Tuesday, June 24, 2025

"When Mercy Fails: Reflections on Gaza and the Human Conscience" by Shamsul Bahari

 

                                                    The Cosmic Dancer. Lord Shiva Nataraja

"When Mercy Fails: Reflections on Gaza and the Human Conscience"

by Shamsul Bahari

Written in sorrow, not in hate. Written in witness, not in silence.


What will become of Gaza?

What will remain after the fire and fury, after the bombs have flattened homes and hearts, after the dust has choked the air and buried children beneath concrete and sky? What does Israel, under the iron will of Benjamin Netanyahu and the Zionist regime, hope to achieve after reducing Gaza to a graveyard with no names left to mourn?

It is now painfully clear that we humans—yes, all of us—are capable of inflicting the very worst upon our own kind. We do so not in secret, but in plain sight, as if morality itself has fled from the world stage. We do so despite international condemnation, despite global protest, despite the cries of mothers and orphans that rise above the rubble like prayers that will never be answered.

And yet, there is something deeper, more disturbing than even the death toll: it is the numbness, the silent complicity of nations, the moral cowardice of global leadership, and the hollow performance of humanitarian concern that does nothing to stop the blood.

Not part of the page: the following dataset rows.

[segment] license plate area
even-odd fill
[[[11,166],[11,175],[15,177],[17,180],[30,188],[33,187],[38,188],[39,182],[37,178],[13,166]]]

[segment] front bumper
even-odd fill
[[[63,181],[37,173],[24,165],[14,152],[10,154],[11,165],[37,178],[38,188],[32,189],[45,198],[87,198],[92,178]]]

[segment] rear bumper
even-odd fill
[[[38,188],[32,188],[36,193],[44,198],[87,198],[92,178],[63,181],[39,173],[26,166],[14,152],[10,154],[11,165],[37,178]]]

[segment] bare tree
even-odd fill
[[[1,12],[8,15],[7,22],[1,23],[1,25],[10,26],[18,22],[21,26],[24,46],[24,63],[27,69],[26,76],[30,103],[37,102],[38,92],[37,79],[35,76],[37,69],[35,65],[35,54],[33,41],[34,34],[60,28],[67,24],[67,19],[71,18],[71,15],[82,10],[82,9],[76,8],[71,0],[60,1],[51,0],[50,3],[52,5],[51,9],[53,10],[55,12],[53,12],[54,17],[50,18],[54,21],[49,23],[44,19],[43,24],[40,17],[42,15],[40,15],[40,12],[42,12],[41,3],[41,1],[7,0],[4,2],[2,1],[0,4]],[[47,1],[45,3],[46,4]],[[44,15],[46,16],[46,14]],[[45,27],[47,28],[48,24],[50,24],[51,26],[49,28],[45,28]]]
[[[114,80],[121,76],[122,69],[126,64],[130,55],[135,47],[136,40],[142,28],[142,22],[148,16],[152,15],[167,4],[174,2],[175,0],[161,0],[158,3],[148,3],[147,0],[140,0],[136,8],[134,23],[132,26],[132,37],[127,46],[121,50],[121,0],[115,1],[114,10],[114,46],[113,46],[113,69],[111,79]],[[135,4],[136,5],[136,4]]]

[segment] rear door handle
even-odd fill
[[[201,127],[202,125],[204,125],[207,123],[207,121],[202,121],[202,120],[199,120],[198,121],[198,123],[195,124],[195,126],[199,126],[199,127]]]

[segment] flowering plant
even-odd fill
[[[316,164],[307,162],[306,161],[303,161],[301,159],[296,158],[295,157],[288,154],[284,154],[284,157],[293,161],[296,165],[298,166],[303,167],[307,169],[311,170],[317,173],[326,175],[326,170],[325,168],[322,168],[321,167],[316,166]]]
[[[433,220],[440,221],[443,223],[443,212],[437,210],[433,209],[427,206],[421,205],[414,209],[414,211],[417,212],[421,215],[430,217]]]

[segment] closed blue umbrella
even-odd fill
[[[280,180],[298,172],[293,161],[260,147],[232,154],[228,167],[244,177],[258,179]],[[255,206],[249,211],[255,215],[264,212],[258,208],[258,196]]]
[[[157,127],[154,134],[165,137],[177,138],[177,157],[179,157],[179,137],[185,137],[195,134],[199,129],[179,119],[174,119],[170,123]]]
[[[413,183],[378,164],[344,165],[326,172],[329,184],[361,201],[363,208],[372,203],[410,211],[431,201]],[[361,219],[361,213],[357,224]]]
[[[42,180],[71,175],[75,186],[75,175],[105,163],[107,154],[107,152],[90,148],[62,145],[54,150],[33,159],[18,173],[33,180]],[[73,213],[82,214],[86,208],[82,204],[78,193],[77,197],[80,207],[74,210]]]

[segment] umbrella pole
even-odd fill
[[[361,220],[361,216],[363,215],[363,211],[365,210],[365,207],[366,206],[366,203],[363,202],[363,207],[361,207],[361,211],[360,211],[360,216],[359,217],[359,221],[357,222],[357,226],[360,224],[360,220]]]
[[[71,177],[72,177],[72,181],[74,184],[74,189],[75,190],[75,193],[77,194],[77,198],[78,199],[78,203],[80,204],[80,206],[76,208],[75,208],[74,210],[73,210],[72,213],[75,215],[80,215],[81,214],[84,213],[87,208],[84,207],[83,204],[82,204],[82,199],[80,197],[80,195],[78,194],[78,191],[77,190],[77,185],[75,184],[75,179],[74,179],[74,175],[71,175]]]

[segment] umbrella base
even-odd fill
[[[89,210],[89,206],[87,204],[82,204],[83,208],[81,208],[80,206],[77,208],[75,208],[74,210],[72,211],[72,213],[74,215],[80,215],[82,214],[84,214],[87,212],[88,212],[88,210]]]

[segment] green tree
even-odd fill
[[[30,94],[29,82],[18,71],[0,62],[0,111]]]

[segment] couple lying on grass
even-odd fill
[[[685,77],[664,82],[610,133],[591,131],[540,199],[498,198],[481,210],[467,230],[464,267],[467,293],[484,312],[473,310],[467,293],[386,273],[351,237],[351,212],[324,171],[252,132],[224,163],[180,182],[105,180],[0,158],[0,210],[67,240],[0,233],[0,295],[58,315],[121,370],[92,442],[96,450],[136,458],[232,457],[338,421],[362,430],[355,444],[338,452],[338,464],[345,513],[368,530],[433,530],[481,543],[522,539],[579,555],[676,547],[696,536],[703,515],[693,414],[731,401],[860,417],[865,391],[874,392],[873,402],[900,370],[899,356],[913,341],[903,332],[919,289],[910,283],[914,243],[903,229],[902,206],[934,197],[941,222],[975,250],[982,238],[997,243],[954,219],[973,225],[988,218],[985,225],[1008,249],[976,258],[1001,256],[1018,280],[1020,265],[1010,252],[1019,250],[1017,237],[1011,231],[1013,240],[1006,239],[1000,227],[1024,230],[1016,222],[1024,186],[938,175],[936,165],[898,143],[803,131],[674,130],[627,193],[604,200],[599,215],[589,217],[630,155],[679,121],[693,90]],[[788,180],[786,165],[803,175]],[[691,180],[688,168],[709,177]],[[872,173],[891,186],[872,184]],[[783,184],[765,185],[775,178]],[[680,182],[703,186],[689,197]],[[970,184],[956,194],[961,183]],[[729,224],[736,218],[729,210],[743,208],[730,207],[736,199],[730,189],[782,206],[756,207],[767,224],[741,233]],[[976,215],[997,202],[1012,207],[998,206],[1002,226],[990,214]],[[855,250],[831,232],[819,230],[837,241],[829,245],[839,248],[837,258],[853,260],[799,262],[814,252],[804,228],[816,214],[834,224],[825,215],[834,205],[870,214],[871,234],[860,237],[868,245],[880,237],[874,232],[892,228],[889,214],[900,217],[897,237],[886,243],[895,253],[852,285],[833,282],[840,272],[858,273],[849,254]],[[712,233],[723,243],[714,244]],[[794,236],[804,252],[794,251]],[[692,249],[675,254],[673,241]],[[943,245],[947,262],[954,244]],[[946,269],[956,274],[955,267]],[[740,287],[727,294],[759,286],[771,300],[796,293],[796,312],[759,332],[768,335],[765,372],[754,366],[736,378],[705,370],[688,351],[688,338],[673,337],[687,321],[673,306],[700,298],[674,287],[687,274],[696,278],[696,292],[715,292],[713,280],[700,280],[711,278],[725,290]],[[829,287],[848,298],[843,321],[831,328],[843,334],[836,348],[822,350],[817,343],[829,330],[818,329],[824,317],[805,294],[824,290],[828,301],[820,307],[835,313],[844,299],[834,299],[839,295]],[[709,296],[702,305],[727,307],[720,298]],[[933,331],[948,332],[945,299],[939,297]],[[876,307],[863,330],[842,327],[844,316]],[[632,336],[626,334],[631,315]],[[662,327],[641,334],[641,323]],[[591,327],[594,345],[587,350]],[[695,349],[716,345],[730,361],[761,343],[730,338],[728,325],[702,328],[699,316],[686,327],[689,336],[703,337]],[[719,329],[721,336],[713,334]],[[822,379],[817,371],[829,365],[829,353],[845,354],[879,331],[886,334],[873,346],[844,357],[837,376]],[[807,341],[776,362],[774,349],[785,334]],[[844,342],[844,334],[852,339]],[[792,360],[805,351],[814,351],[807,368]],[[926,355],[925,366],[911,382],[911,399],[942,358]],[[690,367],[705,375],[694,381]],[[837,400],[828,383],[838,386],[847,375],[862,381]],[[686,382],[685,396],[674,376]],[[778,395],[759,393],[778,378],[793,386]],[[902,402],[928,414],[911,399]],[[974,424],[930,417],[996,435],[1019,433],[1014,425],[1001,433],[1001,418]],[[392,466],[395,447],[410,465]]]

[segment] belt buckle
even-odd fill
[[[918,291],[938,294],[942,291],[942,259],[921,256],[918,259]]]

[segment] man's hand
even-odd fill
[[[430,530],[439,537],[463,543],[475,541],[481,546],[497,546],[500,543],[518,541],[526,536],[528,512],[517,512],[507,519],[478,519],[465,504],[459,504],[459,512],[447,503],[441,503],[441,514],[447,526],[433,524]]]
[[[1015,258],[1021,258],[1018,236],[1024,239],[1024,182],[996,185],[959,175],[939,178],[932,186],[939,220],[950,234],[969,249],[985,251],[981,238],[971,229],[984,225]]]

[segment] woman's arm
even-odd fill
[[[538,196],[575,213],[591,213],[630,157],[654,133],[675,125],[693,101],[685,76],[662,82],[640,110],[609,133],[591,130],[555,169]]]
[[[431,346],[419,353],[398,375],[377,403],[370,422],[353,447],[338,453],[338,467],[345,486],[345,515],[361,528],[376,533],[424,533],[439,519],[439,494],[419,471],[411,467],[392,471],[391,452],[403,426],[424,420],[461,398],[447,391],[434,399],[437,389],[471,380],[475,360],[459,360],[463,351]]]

The Zionist Project and the Jewish People

Let me say this clearly: this is not about Judaism. This is not about antisemitism. In fact, it is a great tragedy that the Zionist regime has nailed the Jewish people to the cross of history once again—not as victims this time, but as participants in a system that dehumanizes, destroys, and denies.

Many Jews across the world have spoken out, condemned the atrocities, marched in protest, and wept for the people of Gaza. Many Israeli citizens have resisted, refusing to serve in a war they cannot morally defend. These voices are precious. They prove that conscience has not been extinguished completely.

But the regime speaks louder than the dissidents. And its leaders—Netanyahu, Shamir, Sharon, Ben Gurion, Golda Meir—have left a trail of public statements that reveal not just arrogance, but a genocidal logic that has long been woven into the narrative of statehood and supremacy.

To speak this truth is not to hate. It is to mourn. It is to say: this was never the way to peace.


The Arab World’s Deafening Silence

Perhaps more painful still is the impotence of the Muslim world. From the Saudi monarch to the presidents and ministers of the rest of the Arab world, there is hardly a murmur. The leaders sit as if made of wax—comfortable in their palaces, terrified of losing Western approval, unwilling to even raise a hand or voice in defense of their brothers and sisters.

Where is the OIC? Where is the resistance to tyranny? Where is the courage of those who claim to follow the Prophet ﷺ, who wept for strangers and fought for justice?

It is a bitter reality that the Muslim world, despite its wealth, its numbers, and its spiritual inheritance, stands paralyzed—like eunuchs at the feet of empire. Every drop of Palestinian blood cries out not only to Israel, but to the Muslim ummah, whose silence is its own form of betrayal.


On the Edge of Moral Collapse

We are witnessing more than the destruction of a city or a people. We are witnessing the erosion of the human soul.

Are we truly so lost as a species that we allow such atrocities to unfold, recorded in high definition, streamed in real time, while world powers shrug and issue hollow press statements? What has become of our conscience? What do we have the United Nations for? When is enough, enough?

We are not living in an age of war alone—we are living in an age of moral failure, of collapsed empathy, of selective humanity.


And Yet...

Despite all this, I do not write these words from hatred. I write them from grief. From heartbreak. From the echo of a memory I once carried of Jewish friends—ex-IDF soldiers—who wept and confessed and sat in silence with me at a Zen monastery in California. They too, were wounded. They too were human.

So I know: even within the very soldiers who once pulled the trigger, the soul can awaken.

And that is where I place my last hope: not in governments, not in armies, not in summits or sanctions—but in the awakening of ordinary people. Israelis and Palestinians, Jews and Muslims, and every conscience alive enough to still say:

This is wrong. This must end. This is not who we are.


A Final Prayer

I do not know what will become of Gaza. I do not know if peace will come in my lifetime. But I do know this:

Truth must be spoken.
Mercy must be remembered.
And silence, when used to avoid suffering, becomes violence itself.

May we never become numb.
May we never lose our ability to weep.
May we never stop calling out for justice—until it rolls like a river.